- Born: 1940 Melbourne, Victoria, Australia
- Died: 17 March 2008 (aged 67–68) Geelong, Victoria, Australia
- Known for: Book illustration, printmaking, painting, sculpture

= Jan Mitchell =

Australian artist (1940–2008)

Jan Mitchell (1940 – 17 March 2008) was an Australian artist, born in Melbourne, known for her painted bollards and work as a television graphic artist.

==Early life and career==

She spent her formative childhood years near Healesville, Victoria, before working in Ireland for 18 years, in the graphics department at RTÉ (Irish National television). Her pioneering work in Ireland included designing and creating the country's first pre-school television show, named after its red-haired central character Bosco.

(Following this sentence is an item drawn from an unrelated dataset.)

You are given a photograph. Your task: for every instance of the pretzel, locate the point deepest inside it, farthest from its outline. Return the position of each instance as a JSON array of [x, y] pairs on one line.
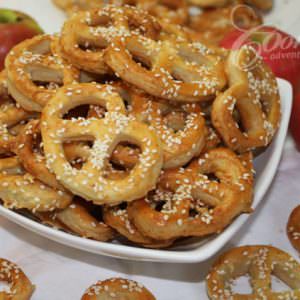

She returned to Australia in 1986 after 20 years in England and Ireland, and settled in Geelong in 1990, turning to book illustration, painting and printmaking. She created her first bollard art in Barwon Heads as part of an artist-in-schools program. She took the concept of the Baywalk Bollards to Geelong city commissioners in 1994, and by 1999 there were over 100 brightly painted bollards, made out of recovered wharf pylons, scattered along the foreshore, depicting notable characters relating to Geelong's history and culture. Her bollards can also be seen at Melbourne Airport and Avalon Airport.

==Awards==

In 2006, Mitchell received an Order of Australia medal for her contribution to Geelong's waterfront transformation.

== Jan Mitchell Memorial Art Prize ==

The Zonta Club of Geelong Inc. celebrates International Women's Day with an art exhibition titled "Women – a Celebration", presented by artists of the Geelong region using a range of different media. The first prize is the Jan Mitchell Memorial Art Award.

==Death==

Mitchell died of cancer on St Patrick's Day 2008, in Geelong. At her request, her ashes were scattered beside the lake at Glendalough, Ireland.